South or South-West Force 5-7, decreasing 4 the Met-Office said. Thats sounds do-able if you are heading north. So out of Portree, turn left and go with the flow. Woooooof!
It was the rocketman all over again, I watched the coast fly by, or so it seemed. The waves weren’t too big, but the energy was in them, use it, pick them up and shoot along. I was glad I picked my big blades again today, it’s definitely easier to catch that energy when you’ve got a shovel to dig with rather than a trowel.
The coastline lent itself to the conditions on offer, it probably took the edge of the force of the wind but gave enough wee squalls to keep boosting the waves in my direction. I like running with the weather, its so much more satisfying than fighting it.

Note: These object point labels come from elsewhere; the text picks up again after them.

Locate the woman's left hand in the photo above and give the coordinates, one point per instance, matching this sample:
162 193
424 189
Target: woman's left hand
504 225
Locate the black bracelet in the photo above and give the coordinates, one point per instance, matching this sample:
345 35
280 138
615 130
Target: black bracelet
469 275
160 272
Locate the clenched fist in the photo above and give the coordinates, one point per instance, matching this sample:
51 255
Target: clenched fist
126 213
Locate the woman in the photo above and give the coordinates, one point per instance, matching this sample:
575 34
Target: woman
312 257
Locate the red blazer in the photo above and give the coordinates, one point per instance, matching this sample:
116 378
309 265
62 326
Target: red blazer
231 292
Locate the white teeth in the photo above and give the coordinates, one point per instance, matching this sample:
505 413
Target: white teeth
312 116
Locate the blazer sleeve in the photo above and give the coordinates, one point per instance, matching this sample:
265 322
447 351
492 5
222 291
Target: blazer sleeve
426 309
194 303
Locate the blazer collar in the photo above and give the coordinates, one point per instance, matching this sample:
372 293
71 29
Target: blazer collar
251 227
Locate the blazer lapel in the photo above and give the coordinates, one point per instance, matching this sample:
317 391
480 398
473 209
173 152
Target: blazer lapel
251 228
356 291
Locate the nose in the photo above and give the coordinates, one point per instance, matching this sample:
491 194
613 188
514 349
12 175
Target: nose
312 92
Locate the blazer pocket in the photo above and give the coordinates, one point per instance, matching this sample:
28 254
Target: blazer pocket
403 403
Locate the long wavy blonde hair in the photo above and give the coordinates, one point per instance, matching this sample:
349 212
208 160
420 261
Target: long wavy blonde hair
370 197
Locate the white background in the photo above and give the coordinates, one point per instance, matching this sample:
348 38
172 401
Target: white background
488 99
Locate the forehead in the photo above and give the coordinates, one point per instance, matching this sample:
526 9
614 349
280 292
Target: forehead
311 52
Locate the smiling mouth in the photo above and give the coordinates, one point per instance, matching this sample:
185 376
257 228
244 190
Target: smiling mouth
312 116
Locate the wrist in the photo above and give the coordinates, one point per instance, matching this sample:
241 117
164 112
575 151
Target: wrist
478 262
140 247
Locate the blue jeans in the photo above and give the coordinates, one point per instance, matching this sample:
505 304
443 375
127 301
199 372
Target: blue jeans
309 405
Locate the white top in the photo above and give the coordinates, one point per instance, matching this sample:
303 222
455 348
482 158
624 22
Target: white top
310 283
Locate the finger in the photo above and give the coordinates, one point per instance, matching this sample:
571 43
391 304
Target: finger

I hadn’t planned any breaks either, I just sort of got on and went till I needed to find a spot. My first wee break was a cracker. A waterfall, well a combination of a fall and slab slide came in off the cliff and onto ledge of harder rocks that formed a pool just above the high tide mark before running off in a couple of directions to find their way to the sea.
This was a very natural place to take a break. I wished it had been summer, it would have been a nice pace to take a dip, get the salt off and relax but I didn’t have to remind myself that it was March, I only had to touch the cascade to feel that this was no bathing spot, not this time of year anyway.
A little further up the coast, after passing cliffs and arches I pulled in out the wind, I was starting to feel a little tired from ruddering and correcting my posture. Its hard to stop yourself from leaning back and ‘body bracing’ when surfing the waves, but using the core and crunching forward is more effective, but tires the frame in its own way.
It was here, just past the point of the ‘brethren’ as it translates from Gaelic I think, that I met Kristina and Jakub, a young Czech couple who were enjoying their last week in Scotland before heading home. I don’t think they expected to meet a kayaker, let alone one who tried to engage in a poor form of pigeon Czech with them. I spent a bit of time in a previous life in Prague and tried to remember those little bits of polite conversation while I spoke with them. One thing was clear, my previously bad grasp of the Czech language has not improved.
After this I continued up to the big waterfall just before Kilt rock. Now here is a sight, a waterfall that turns to mist before it hits the ground, not because of its vertical drop, but because of the horizontal blast of the wind that wants to take it a lot further North.
My brother was perched high on the cliff at a viewpoint trying to get some snaps of me. He’d driven through from Aberdeen to Skye just to catch a glimpse of little old me with his camera. Say what you like about families, but they really do sometimes go that we bit extra for you.
As I passed the coast the wind just got stronger and stronger, this was not decreasing to a 4, this was ramping it up and up. Every squall felt more serious and it wasn’t fatigue, it was now blowing a hoolie. When I got to the slip just before Staffin Bay I spotted a wee red car with a paddlers roof rack on it, my Skye pal Janice had appeared to suggest a safe place to stash the boat, and not a moment too soon, the wind was now getting bonkers. Time to escape. It seems to me that the closer I get to the Minch, the further it feels like I am from being able to do it. The forecasts and the visible weather just don’t suggest a crossing anytime soon. Oh dear.
Decreasing 4? That was the stiffest 4 I’ve ever paddled through in my life. I must be getting really tired.